Buchhandlung
Moderne “Buchhandlungen” sollten gemieden werden, wenn man tatsächlich an Literatur oder Fachbüchern interessiert ist, und einem außerdem sein geistiges Wohlbefinden am Herzen liegt.
In den 10 Prozent der Ladenfläche, die tatsächlich von Bücherregalen eingenommen wird (meist sind es nur die Wände), gibt es allein 30 Prozent Selbsthilfebücher, deren Inhalt so unglaublich trivial oder idiotisch ist, dass man diesen Teil gedruckter Werke direkt ins Altpapier sortieren könnte. Ein paar kostenlose Tipps: Wie wird man glücklich? Gar nicht. Aber es wird meist tolerabler, wenn man Arbeit reduziert und nicht mehr nach Besitztuermern und Status strebt. Wie nehme ich ab? Deutlich unter Tagesbedarf essen, elektrolyte nicht vergessen. Simple as. Wie komme ich in meiner Karriere weiter? Glück haben und/oder Arschkriechen.
Zehn Prozent gehen für spirituelle Ratgeber drauf, in denen man erklärt bekommt, wie man Kristalle auflädt, die Chakren energetisiert und seine Aura verstärkt. Diese Kategorie an Büchern kann auch getrost entsorgt werden. OH MY HECKIN SCIENCE, JEDES BUCH IST WERTVOLL!!!
Danach 10 Prozent Biografien irgendwelcher Z-Promis und literally whos. Dann ein nicht unbeträchtlicher Teil politischer “Analysen”, bei der zwischen Realität, Fiktion und Propaganda nicht wirklich unterschieden werden kann. Normalerweise sind es nur Titel, die in den aktuellen Status Quo passen und cover haben die den größten youtube clickbait thumbnails konkurrenz machen. Schwarzes cover, weißer titel: “Russische Hacker: Wie der Kreml die Demokratie von innen zerstört”, oder “Zeitbombe China”. Rote Unterüberschrift: “Ein Einblick in die Hybride Kriegsführung der Trolls”, “Wie Chinas Wirtschaft in zwei Wochen implodieren wird”, darunter natürlich ein gefadetes Schwarzweißfoto von Putin und Xi. Das Farbschema nur durchbrochen durch den “SPIEGEL Bestseller” Sticker, der sich nicht rückstandslos entfernen lässt, oder inzwischen aufgedruckt ist. (Die Erstauflagen hatten diesen Sticker auch schon) Werke zu politischer Theorie gibt es nicht.

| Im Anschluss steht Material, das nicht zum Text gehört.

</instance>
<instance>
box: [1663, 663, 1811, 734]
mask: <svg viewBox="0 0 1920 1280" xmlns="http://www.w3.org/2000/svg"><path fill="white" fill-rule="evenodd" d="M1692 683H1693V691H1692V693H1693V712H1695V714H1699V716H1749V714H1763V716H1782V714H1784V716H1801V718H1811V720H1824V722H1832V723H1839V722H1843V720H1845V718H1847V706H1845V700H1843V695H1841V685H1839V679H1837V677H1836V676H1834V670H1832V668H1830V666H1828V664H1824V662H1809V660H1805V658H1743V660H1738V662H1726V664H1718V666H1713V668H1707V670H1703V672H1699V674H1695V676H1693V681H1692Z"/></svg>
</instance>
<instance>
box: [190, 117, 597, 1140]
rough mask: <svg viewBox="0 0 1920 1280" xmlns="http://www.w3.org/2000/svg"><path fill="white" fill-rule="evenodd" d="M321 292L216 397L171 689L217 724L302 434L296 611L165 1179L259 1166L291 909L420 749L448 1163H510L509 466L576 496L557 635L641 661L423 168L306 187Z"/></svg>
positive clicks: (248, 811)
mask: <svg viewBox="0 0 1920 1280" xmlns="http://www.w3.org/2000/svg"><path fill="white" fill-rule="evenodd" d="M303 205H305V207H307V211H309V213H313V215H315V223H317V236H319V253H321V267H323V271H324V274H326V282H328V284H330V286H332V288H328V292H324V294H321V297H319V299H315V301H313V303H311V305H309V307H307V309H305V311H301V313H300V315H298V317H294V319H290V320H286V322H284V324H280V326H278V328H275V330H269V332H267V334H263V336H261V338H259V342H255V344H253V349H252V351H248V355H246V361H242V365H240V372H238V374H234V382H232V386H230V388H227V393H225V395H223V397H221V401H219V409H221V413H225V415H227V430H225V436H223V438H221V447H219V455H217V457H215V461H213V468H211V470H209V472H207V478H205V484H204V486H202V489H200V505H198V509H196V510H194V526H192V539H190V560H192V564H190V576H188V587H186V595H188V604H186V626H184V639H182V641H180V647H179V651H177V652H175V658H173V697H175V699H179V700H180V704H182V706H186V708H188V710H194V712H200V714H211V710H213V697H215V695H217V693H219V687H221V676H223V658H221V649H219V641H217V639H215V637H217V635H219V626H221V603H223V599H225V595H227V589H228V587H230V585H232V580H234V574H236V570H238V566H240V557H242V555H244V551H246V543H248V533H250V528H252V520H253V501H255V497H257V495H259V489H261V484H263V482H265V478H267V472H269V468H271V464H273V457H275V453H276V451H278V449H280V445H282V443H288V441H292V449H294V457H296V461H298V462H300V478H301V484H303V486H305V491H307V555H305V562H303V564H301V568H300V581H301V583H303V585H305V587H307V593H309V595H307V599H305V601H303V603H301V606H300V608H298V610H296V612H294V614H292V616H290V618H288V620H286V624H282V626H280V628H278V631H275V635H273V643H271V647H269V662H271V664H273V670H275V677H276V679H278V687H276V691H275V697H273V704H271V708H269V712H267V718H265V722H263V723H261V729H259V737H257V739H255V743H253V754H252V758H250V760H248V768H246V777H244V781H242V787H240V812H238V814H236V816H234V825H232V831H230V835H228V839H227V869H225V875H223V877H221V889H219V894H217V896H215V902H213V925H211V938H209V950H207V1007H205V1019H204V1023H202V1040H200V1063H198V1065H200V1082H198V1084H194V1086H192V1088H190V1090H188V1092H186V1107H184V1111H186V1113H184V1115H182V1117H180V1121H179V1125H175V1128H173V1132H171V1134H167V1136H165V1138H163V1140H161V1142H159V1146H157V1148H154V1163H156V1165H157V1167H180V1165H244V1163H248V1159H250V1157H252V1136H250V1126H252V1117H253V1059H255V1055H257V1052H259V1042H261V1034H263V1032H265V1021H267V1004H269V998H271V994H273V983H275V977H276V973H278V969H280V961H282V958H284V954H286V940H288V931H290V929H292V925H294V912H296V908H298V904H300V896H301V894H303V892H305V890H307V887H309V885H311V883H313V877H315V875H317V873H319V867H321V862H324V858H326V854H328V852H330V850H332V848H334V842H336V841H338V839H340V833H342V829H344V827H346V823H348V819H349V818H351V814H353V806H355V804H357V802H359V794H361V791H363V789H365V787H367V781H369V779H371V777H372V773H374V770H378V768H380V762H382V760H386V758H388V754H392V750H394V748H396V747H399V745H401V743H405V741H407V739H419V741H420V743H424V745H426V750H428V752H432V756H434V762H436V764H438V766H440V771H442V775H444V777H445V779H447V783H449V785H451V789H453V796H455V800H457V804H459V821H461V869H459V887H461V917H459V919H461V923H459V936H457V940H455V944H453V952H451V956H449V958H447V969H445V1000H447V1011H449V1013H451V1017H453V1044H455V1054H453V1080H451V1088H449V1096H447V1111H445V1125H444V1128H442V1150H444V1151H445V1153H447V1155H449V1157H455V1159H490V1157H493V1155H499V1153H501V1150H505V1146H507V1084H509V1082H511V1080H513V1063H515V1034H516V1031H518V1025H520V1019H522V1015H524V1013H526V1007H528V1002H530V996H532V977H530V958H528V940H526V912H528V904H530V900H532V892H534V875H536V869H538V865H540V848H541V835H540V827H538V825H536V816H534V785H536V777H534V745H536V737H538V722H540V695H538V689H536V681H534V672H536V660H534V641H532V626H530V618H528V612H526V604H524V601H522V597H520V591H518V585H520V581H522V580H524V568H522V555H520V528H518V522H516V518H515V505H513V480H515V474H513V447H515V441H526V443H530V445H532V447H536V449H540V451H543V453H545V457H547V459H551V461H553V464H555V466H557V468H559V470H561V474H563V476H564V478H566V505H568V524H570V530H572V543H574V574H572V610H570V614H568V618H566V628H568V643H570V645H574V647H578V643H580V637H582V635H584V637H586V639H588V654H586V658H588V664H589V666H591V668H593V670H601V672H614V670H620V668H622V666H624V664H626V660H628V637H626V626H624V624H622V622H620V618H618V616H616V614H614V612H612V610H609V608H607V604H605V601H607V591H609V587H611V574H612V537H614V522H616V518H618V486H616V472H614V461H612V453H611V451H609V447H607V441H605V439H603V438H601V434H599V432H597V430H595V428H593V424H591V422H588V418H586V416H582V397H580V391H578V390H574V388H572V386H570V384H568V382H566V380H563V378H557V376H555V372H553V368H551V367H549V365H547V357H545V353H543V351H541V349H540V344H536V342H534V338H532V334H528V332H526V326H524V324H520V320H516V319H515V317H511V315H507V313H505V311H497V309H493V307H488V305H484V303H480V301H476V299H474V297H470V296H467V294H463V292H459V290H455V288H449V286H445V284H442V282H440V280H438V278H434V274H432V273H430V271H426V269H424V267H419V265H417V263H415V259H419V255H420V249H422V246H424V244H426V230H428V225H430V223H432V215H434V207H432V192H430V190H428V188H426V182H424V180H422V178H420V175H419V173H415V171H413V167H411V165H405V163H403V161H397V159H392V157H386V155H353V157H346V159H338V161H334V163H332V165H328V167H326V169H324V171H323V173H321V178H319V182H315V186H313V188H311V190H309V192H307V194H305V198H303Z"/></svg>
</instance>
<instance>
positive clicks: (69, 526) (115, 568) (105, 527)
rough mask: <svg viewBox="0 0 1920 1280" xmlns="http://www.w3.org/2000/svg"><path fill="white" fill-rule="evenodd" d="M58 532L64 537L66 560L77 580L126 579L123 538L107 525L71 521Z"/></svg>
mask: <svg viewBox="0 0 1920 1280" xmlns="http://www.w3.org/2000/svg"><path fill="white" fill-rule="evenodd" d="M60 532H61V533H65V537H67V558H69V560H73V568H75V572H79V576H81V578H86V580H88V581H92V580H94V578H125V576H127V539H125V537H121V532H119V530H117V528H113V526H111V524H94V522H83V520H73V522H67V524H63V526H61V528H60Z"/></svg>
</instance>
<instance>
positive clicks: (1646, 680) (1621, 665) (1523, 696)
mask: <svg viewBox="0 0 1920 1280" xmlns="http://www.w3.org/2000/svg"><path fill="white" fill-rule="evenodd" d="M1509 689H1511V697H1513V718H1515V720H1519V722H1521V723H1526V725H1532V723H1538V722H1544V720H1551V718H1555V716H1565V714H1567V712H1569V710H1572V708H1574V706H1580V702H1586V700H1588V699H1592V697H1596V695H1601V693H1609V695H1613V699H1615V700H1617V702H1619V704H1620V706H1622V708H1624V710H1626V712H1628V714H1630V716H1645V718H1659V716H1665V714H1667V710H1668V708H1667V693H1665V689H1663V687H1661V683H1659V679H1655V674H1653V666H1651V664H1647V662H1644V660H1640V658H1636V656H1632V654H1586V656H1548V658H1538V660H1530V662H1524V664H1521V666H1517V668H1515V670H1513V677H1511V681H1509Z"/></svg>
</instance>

Dann die (immer gleichen) Romane, unter denen sich selten aber auch ein paar gute befinden.
Fachbücher sucht man in den meisten Buchhandlungen vergeblich (mit seltenen Ausnahmen), als Ersatz gibt es Pop Soyence Werke zu Quantenphysik und Psychologie. Im Bereich Philosophie le epic Marcus Aurelius und gesammelte, aus dem Kontext gerissene Zitate verschiedener, als wichtig betitelter “Denker”.
Selbstverständlich das neueste 700 Seiten “Windows 11” Buch für Boomer, dazu aus irgendeinem Grund immer noch ein Buch zu PHP, hauptsache nichts Sinnvolles. Ich habe noch nie das SICP in einer Buchhandlung gesehen.
Englische Literatur ist kaum vertreten, klassicher Literatur wird ein kleines Regal gewidmet. Wenn Reclam nicht existieren würde, gäbe es dieses vermutlich gar nicht.
Die Cover der Bücher versuchen alle reißerisch und auffällig auszusehen, da sie sich sonst nicht verkaufen: Bunt, Bilder direkt auf den Einband gedruckt, keine Umschläge, die Buchgrößen alle nonstandart.
Dort Bücher Bestellen lohnt sich auch nicht, weil die meisten Großhändler nur Müll im Lager haben, für den Unzählige Bäume sterben mussten. Wenn man ein Fachbuch haben möchte, dass nicht von Thieme oder Oxford University Press verlegt wurde, gibt es das immerhin bei Amazon.
Nun genug mit Büchern, es ist schließlich eine Buchhandlung. Die anderen 90 Prozent der Fläche werden entweder gar nicht genutzt, oder für die Anpreisung tangential relevanter Konsumprodukte. Harry Potter Zauberstäbe, Funko Pops, Fanartikel, e-reader und anderer Plastikmüll. Grim.
Der Kapitalismus hat Bücher endgültig getötet, man meide die Buchhandlung, denn was will man dort? Den absolut kleinsten gemeinsamen Nenner des geschriebenen Wortes? Oder als “dark academia” booktoktard LARPEN? SAD! Many such cases!